Jurek Walter trabajaba como mecánico en el taller de la pequeña empresa Menges, donde reparaba cajas de cambios de trenes y renovaba motores diesel.
Todo apuntaba a que había llevado una vida tranquila y completamente solitaria.
La calle Björnövägen formaba parte del homogéneo complejo residencial que se había construido a principios de los años setenta en el paraje natural de Hovsjö, en Södertälje.
Joona y Samuel y los dos técnicos no sabían qué iban a encontrar en el piso de Jurek Walter. ¿Una sala de torturas o una colección de trofeos, tarros con formalina, arcones congelador con restos humanos, estanterías con material fotográfico?
La policía había acotado el perímetro del bloque de pisos y toda la planta baja.
Se pusieron ropa protectora, abrieron la puerta y comenzaron a colocar láminas adhesivas para poder pisar sin dejar huellas.
Jurek Walter vivía en un piso de treinta y tres metros cuadrados de un solo ambiente.
En el suelo, bajo la boca del buzón de la puerta, había propaganda. El recibidor estaba vacío. No había ni zapatos ni ropa en el armario junto a la puerta.
Entraron sin prisa.
Joona se había concienciado de que podía haber alguien esperándolos dentro del apartamento, pero todo parecía estar suspendido, como si el tiempo le hubiera dado la espalda a aquel lugar.
Las persianas estaban bajadas. El piso olía a hollín y polvo.

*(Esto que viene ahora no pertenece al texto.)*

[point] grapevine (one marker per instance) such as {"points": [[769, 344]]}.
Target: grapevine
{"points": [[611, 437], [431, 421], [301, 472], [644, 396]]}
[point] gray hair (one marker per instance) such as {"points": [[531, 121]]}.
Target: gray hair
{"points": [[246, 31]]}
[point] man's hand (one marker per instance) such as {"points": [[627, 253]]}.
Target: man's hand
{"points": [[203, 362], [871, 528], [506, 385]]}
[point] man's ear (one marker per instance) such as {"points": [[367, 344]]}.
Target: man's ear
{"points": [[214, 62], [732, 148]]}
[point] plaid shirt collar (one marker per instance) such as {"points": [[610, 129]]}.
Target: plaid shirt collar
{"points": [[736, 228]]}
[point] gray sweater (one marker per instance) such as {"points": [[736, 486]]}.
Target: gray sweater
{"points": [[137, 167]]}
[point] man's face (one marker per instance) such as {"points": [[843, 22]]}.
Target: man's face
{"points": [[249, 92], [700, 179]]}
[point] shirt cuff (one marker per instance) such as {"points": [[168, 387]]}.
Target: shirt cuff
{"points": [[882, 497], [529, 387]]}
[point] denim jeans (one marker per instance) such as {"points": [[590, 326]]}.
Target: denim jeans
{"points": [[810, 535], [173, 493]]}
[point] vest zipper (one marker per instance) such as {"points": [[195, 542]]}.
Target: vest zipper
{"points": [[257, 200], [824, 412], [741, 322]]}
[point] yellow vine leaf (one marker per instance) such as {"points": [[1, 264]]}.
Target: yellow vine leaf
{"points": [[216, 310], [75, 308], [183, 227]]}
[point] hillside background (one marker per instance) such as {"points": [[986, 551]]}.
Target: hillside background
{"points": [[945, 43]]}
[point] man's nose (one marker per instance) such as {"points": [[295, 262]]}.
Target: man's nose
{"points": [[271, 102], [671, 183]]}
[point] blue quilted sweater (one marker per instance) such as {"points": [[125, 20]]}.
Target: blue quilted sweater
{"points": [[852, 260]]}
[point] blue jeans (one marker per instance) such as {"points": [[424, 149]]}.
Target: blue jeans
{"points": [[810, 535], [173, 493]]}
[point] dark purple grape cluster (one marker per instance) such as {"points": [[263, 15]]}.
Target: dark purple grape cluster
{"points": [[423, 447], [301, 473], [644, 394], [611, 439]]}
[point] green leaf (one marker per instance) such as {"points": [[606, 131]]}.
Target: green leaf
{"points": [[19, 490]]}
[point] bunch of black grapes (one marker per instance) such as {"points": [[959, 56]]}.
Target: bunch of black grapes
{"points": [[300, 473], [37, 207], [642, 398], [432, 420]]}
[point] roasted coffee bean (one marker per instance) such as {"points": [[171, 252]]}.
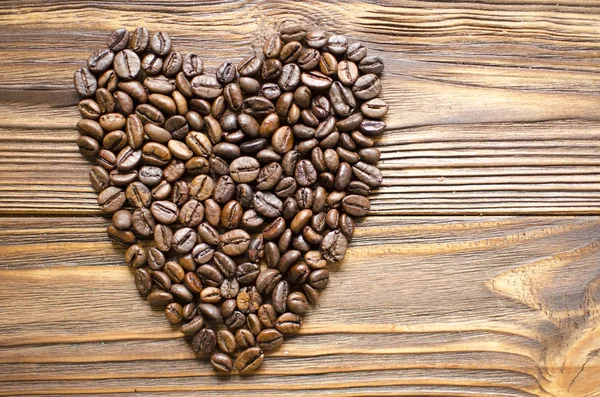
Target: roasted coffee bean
{"points": [[250, 66], [248, 300], [156, 259], [367, 87], [195, 325], [88, 146], [173, 313], [279, 296], [297, 303], [305, 173], [159, 298], [209, 311], [249, 360], [334, 246], [271, 69], [249, 85], [127, 64], [368, 174], [288, 323], [139, 40], [235, 242], [289, 77], [342, 99], [287, 260], [226, 341], [85, 82], [206, 86], [235, 320], [221, 362], [257, 106], [316, 80], [143, 281], [211, 294], [267, 204], [204, 341], [111, 199]]}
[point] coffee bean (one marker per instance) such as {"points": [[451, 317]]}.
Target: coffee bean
{"points": [[221, 362], [143, 281], [139, 40], [204, 341], [288, 323], [118, 39], [249, 360], [85, 82], [337, 44], [289, 77], [100, 60], [250, 66], [159, 298]]}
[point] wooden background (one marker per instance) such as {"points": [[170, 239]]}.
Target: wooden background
{"points": [[477, 274]]}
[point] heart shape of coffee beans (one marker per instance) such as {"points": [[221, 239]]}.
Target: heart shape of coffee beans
{"points": [[232, 190]]}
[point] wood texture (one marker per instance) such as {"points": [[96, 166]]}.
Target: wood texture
{"points": [[476, 275]]}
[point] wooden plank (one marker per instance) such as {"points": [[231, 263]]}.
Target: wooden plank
{"points": [[489, 306]]}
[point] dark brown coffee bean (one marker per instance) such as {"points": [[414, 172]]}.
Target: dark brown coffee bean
{"points": [[271, 69], [204, 341], [118, 39], [249, 360], [226, 341], [297, 303], [288, 323], [235, 242], [274, 229], [85, 82], [316, 80], [250, 66], [286, 187], [143, 281], [88, 146], [248, 300], [210, 311], [235, 320], [156, 259], [349, 123], [342, 99], [289, 78], [305, 173], [267, 315], [244, 338], [221, 362], [258, 107], [334, 245], [368, 174], [173, 313], [160, 298], [279, 296], [247, 272], [268, 204], [111, 199], [127, 64]]}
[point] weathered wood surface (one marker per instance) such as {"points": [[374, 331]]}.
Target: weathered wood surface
{"points": [[495, 112]]}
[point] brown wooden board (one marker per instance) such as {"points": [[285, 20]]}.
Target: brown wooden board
{"points": [[477, 274]]}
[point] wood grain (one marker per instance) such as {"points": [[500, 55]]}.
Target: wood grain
{"points": [[494, 113]]}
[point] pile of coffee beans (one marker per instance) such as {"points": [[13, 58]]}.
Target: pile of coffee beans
{"points": [[234, 189]]}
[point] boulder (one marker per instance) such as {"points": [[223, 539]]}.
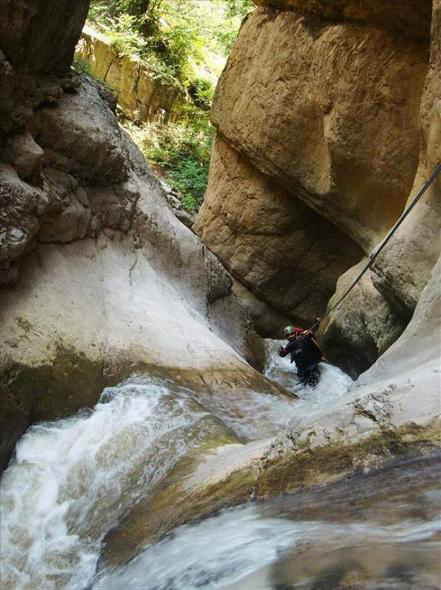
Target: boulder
{"points": [[276, 246], [404, 267], [330, 111]]}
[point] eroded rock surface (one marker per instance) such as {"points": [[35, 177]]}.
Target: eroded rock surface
{"points": [[392, 289], [332, 102], [140, 94], [99, 277]]}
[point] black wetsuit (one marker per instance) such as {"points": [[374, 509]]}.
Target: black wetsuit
{"points": [[304, 351]]}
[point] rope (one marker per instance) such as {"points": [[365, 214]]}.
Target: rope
{"points": [[380, 248]]}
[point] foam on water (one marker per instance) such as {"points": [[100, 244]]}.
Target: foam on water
{"points": [[72, 480], [333, 383], [223, 550]]}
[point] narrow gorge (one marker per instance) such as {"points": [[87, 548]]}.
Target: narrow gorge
{"points": [[151, 436]]}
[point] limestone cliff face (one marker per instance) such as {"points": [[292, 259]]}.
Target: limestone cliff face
{"points": [[322, 102], [98, 276], [142, 96], [388, 295]]}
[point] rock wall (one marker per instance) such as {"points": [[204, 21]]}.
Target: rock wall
{"points": [[141, 95], [377, 310], [99, 278], [327, 118]]}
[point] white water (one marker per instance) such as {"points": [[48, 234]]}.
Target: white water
{"points": [[333, 382], [245, 542], [74, 479]]}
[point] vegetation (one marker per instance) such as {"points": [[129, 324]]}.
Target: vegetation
{"points": [[182, 42]]}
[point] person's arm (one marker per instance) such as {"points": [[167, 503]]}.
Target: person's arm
{"points": [[290, 347], [282, 351]]}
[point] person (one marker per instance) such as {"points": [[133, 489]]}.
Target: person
{"points": [[305, 353]]}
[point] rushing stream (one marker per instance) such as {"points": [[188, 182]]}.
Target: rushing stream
{"points": [[73, 480]]}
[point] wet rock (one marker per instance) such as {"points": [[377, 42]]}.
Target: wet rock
{"points": [[403, 268], [281, 250]]}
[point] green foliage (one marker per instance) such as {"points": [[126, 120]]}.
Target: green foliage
{"points": [[175, 37], [184, 42], [182, 152], [83, 67]]}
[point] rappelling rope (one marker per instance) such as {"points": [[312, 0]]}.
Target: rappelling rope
{"points": [[374, 255]]}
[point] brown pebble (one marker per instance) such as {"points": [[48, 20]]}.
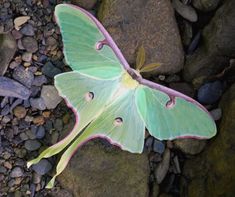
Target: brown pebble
{"points": [[20, 112]]}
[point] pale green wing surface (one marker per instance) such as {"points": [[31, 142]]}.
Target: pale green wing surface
{"points": [[76, 89], [184, 119], [81, 35], [128, 134]]}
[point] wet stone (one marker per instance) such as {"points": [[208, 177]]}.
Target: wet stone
{"points": [[209, 93], [50, 96], [30, 44], [24, 76], [50, 70], [27, 57], [42, 167], [27, 30], [20, 112], [16, 172], [37, 103], [39, 80], [32, 145]]}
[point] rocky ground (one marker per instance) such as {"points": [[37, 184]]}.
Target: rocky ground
{"points": [[194, 40]]}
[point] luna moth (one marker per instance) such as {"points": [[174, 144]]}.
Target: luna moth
{"points": [[110, 99]]}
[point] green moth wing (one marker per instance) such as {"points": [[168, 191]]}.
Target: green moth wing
{"points": [[178, 119], [78, 90], [83, 39], [120, 123]]}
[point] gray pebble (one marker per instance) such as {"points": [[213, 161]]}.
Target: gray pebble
{"points": [[40, 132], [50, 70], [30, 44], [39, 80], [37, 103], [24, 76], [27, 30], [16, 172], [50, 96], [42, 167], [216, 113], [32, 145]]}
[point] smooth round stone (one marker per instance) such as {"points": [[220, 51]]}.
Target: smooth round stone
{"points": [[40, 132], [42, 167], [16, 172], [209, 93], [32, 145]]}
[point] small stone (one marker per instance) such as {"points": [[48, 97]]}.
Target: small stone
{"points": [[24, 76], [185, 11], [27, 30], [30, 44], [39, 120], [209, 93], [158, 146], [50, 96], [40, 132], [32, 145], [16, 172], [20, 112], [27, 57], [39, 80], [23, 136], [20, 21], [50, 70], [37, 103], [36, 178], [216, 113], [42, 167], [11, 88]]}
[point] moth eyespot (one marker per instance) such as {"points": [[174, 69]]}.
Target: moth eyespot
{"points": [[89, 96], [99, 45], [118, 122]]}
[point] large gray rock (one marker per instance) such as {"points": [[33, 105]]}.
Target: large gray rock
{"points": [[97, 170], [148, 23], [212, 173], [218, 45]]}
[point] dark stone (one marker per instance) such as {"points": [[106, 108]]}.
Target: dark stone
{"points": [[50, 70], [11, 88], [209, 93]]}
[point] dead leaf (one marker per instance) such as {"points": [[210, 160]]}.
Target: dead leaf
{"points": [[19, 21]]}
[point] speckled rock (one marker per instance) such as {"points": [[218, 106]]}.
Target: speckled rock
{"points": [[100, 171], [190, 146], [148, 23], [7, 50], [206, 5], [212, 173], [218, 45]]}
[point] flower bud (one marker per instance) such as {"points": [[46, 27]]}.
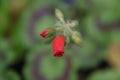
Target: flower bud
{"points": [[59, 14], [76, 38], [48, 32], [58, 46]]}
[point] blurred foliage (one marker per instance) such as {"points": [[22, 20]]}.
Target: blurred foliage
{"points": [[25, 56]]}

No había muebles en la cocina. La nevera estaba abierta y desenchufada. No había indicios de que se hubiera usado nunca. Las planchas de la cocina eléctrica se habían oxidado un poco. En el horno, sobre la bandeja sin estrenar, había un manual de instrucciones Electrolux. La única comida que encontraron en los armaritos fueron dos latas de piña en almíbar.
En el dormitorio había una cama estrecha sin sábanas y en el armario, una camisa limpia colgada de una percha.
Eso era todo.
Joona intentó comprender qué significaba el piso vacío. Era obvio que Jurek no había vivido allí.

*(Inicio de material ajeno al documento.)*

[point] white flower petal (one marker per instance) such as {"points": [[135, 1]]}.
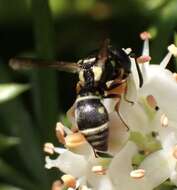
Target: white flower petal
{"points": [[69, 163], [156, 168], [104, 183], [118, 133], [169, 142], [173, 177], [134, 116], [163, 88]]}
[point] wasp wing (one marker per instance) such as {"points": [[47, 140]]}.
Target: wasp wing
{"points": [[28, 63]]}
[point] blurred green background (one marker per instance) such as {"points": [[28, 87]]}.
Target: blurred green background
{"points": [[64, 30]]}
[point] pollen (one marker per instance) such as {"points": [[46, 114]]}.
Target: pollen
{"points": [[152, 102], [60, 134], [49, 148], [145, 35], [101, 110], [143, 59], [164, 120], [69, 181], [99, 170], [137, 174], [74, 140], [57, 185], [173, 50], [175, 152], [175, 76]]}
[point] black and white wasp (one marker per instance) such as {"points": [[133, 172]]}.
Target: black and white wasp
{"points": [[99, 73]]}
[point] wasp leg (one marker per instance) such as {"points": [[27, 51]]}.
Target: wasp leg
{"points": [[117, 110], [125, 97], [112, 96]]}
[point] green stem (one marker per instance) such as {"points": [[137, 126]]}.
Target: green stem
{"points": [[44, 81]]}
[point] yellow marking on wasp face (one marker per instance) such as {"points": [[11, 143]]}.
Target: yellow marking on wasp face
{"points": [[97, 72], [81, 76], [101, 110], [108, 83]]}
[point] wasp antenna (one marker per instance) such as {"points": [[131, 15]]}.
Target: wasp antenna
{"points": [[103, 53], [14, 64]]}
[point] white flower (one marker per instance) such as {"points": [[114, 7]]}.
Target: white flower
{"points": [[152, 124]]}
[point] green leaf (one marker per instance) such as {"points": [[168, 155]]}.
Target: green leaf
{"points": [[8, 187], [11, 90], [6, 142], [14, 177]]}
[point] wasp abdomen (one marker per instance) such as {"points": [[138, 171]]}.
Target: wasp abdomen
{"points": [[92, 119]]}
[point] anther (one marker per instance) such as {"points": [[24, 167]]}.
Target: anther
{"points": [[173, 50], [57, 185], [60, 134], [145, 35], [175, 152], [69, 181], [152, 102], [175, 76], [74, 140], [99, 170], [164, 120], [137, 174], [143, 59], [49, 148]]}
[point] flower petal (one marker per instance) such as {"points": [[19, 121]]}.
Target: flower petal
{"points": [[156, 167], [69, 163]]}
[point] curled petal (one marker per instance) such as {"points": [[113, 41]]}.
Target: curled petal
{"points": [[69, 163], [156, 167]]}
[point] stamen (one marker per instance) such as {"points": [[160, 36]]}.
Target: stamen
{"points": [[60, 133], [74, 140], [173, 50], [99, 170], [49, 148], [127, 50], [143, 59], [164, 120], [69, 181], [145, 35], [175, 152], [57, 185], [152, 102], [137, 174], [166, 60], [84, 188], [60, 150], [175, 76]]}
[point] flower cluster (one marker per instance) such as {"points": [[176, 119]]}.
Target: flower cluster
{"points": [[140, 158]]}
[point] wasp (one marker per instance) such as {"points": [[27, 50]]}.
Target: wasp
{"points": [[99, 73]]}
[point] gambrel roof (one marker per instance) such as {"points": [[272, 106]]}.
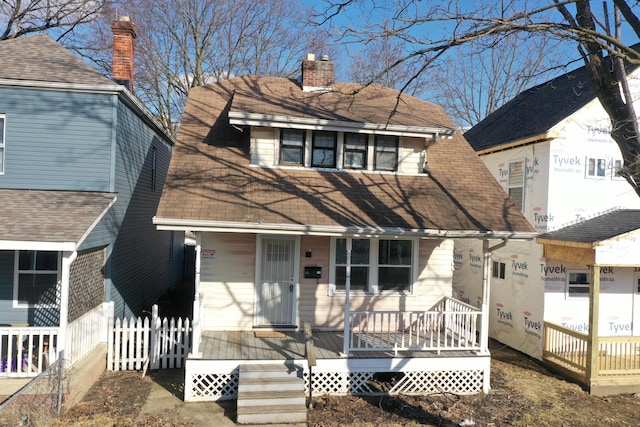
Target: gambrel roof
{"points": [[212, 186]]}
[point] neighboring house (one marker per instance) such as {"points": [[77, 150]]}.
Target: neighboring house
{"points": [[82, 166], [550, 148], [334, 205]]}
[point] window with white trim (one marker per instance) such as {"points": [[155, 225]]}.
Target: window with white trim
{"points": [[596, 168], [37, 274], [377, 265], [323, 149], [498, 270], [515, 185], [2, 143], [386, 152], [292, 146], [355, 150], [578, 283]]}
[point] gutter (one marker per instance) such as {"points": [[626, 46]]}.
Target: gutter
{"points": [[328, 230], [253, 119]]}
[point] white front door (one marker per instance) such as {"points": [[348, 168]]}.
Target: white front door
{"points": [[276, 292]]}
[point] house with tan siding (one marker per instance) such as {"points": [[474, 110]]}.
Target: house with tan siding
{"points": [[332, 206]]}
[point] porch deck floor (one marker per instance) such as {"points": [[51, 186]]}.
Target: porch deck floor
{"points": [[246, 345]]}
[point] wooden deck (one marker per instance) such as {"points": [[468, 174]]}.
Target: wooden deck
{"points": [[290, 345]]}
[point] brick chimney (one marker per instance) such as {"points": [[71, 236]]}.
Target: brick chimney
{"points": [[317, 75], [123, 35]]}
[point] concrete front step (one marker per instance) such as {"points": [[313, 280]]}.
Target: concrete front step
{"points": [[270, 394]]}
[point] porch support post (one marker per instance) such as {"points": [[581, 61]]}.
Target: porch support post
{"points": [[486, 283], [197, 324], [347, 303], [67, 259], [594, 311]]}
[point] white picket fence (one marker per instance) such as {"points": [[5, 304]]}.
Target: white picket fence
{"points": [[143, 343]]}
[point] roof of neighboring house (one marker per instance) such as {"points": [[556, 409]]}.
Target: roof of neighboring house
{"points": [[534, 111], [598, 229], [211, 182], [50, 216], [40, 58]]}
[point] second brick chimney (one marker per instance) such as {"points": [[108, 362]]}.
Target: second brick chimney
{"points": [[123, 55], [317, 75]]}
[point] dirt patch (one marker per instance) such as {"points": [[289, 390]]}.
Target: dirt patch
{"points": [[523, 393]]}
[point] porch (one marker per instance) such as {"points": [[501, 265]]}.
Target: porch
{"points": [[608, 365], [387, 352]]}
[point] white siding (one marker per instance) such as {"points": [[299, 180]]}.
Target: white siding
{"points": [[227, 281]]}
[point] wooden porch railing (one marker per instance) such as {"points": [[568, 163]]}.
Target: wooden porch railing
{"points": [[567, 349], [449, 325], [27, 351]]}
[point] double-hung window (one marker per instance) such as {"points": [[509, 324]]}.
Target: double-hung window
{"points": [[2, 143], [578, 284], [323, 149], [515, 185], [386, 152], [375, 265], [36, 277], [292, 146], [355, 151]]}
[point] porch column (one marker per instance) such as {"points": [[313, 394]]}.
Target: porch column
{"points": [[196, 325], [594, 311], [67, 259], [486, 283], [347, 303]]}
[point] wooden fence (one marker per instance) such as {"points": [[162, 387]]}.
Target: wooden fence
{"points": [[148, 343]]}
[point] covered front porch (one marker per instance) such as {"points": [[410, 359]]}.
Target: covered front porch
{"points": [[439, 350]]}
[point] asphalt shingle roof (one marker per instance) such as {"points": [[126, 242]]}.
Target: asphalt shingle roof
{"points": [[49, 216], [40, 58], [598, 229], [210, 178]]}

A lo mejor sólo lo usaba para tener una dirección postal.
No había nada allí dentro que les permitiera avanzar en el caso. Las únicas huellas que encontraron fueron las de Jurek.
No había ni una sola línea sobre él en el registro de antecedentes penales, ni en el de sospechosos ni en el de los servicios sociales. Jurek Walter no estaba asegurado, nunca había pedido un crédito, los impuestos se le habían descontado del sueldo antes de cobrarlo y jamás había solicitado una deducción.

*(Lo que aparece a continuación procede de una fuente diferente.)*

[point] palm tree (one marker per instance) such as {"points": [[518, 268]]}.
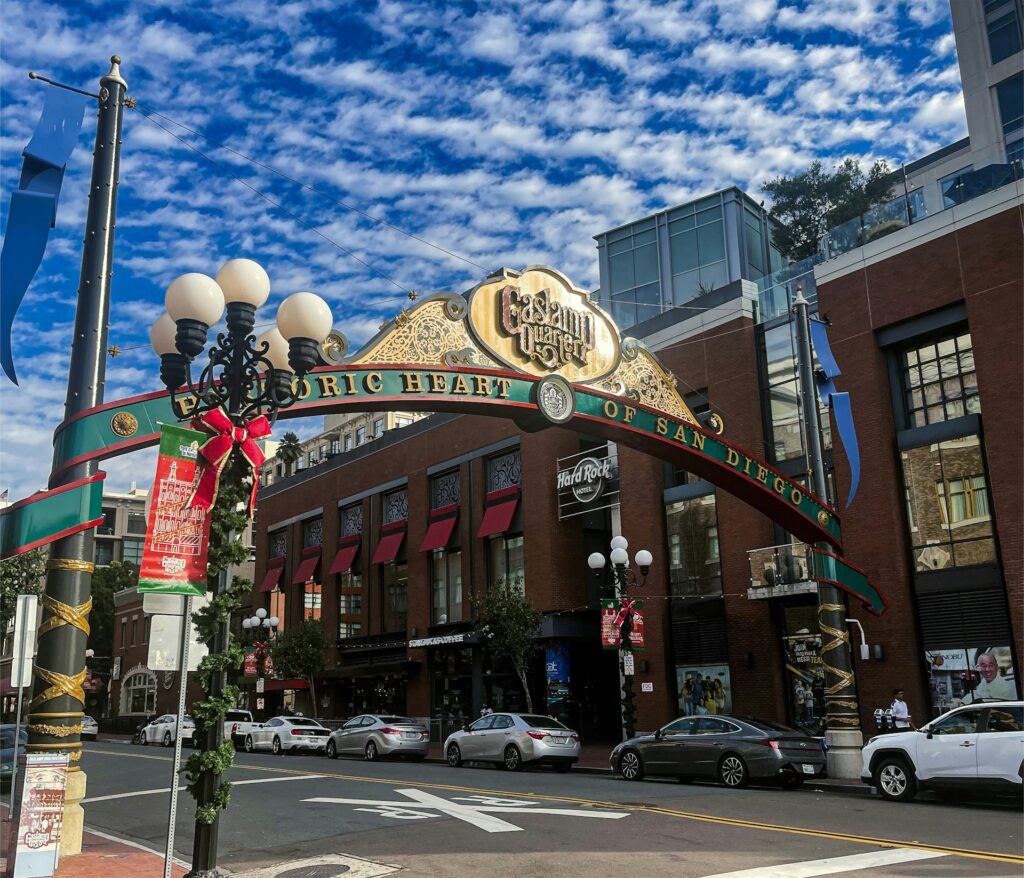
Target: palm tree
{"points": [[290, 451]]}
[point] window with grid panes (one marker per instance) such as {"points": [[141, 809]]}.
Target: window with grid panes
{"points": [[939, 380]]}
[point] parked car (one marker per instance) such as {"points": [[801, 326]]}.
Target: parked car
{"points": [[163, 730], [513, 740], [733, 750], [9, 753], [90, 728], [284, 734], [375, 736], [977, 748]]}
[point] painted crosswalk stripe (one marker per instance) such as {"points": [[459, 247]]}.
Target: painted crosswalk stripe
{"points": [[834, 865]]}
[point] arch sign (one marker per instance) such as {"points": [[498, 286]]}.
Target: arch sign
{"points": [[523, 345]]}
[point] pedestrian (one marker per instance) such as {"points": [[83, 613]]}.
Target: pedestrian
{"points": [[901, 714]]}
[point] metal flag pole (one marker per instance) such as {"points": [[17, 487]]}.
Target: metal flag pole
{"points": [[58, 698]]}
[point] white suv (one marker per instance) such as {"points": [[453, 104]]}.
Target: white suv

Hay innumerables clases de registros. Sólo las leyes sobre privacidad comprenden más de trescientos. Jurek Walter sólo aparecía en aquéllos que ningún ciudadano puede esquivar.
Por lo demás, era invisible.
Nunca había estado de baja por enfermedad, jamás había ido al médico ni al dentista.
No salía en los registros de armas, vehículos o escolarización, en los políticos ni en el de ninguna comunidad religiosa.
Era como si hubiese vivido con el objetivo de ser lo más invisible posible.
No encontraron ningún dato que los llevara a otro.
Las pocas personas con las que se había relacionado en su puesto de trabajo no sabían nada de él. Les contaron que no hablaba demasiado, pero que era un mecánico excelente.
Cuando la policía judicial obtuvo una respuesta de la Policja, su homónima polaca, resultó que un varón de nombre Jurek Walter llevaba muchos años muerto. Como a ese Jurek Walter lo habían encontrado asesinado en un lavabo público de la estación central de Kraków Główny, pudieron enviarles fotografías y huellas dactilares.
Ni las unas ni las otras coincidían con el asesino en serie sueco.
Éste, probablemente, le había usurpado la identidad al auténtico Jurek Walter.
El hombre al que habían capturado en Lill-Jansskogen se iba convirtiendo cada vez más en un aterrador enigma.
Continuaron peinando el bosque durante tres meses, pero desde que desenterraron al hombre y al chico del tonel, no volvieron a encontrar más víctimas.
Hasta el día que Mikael Kohler-Frost apareció caminando por un puente en dirección a Estocolmo.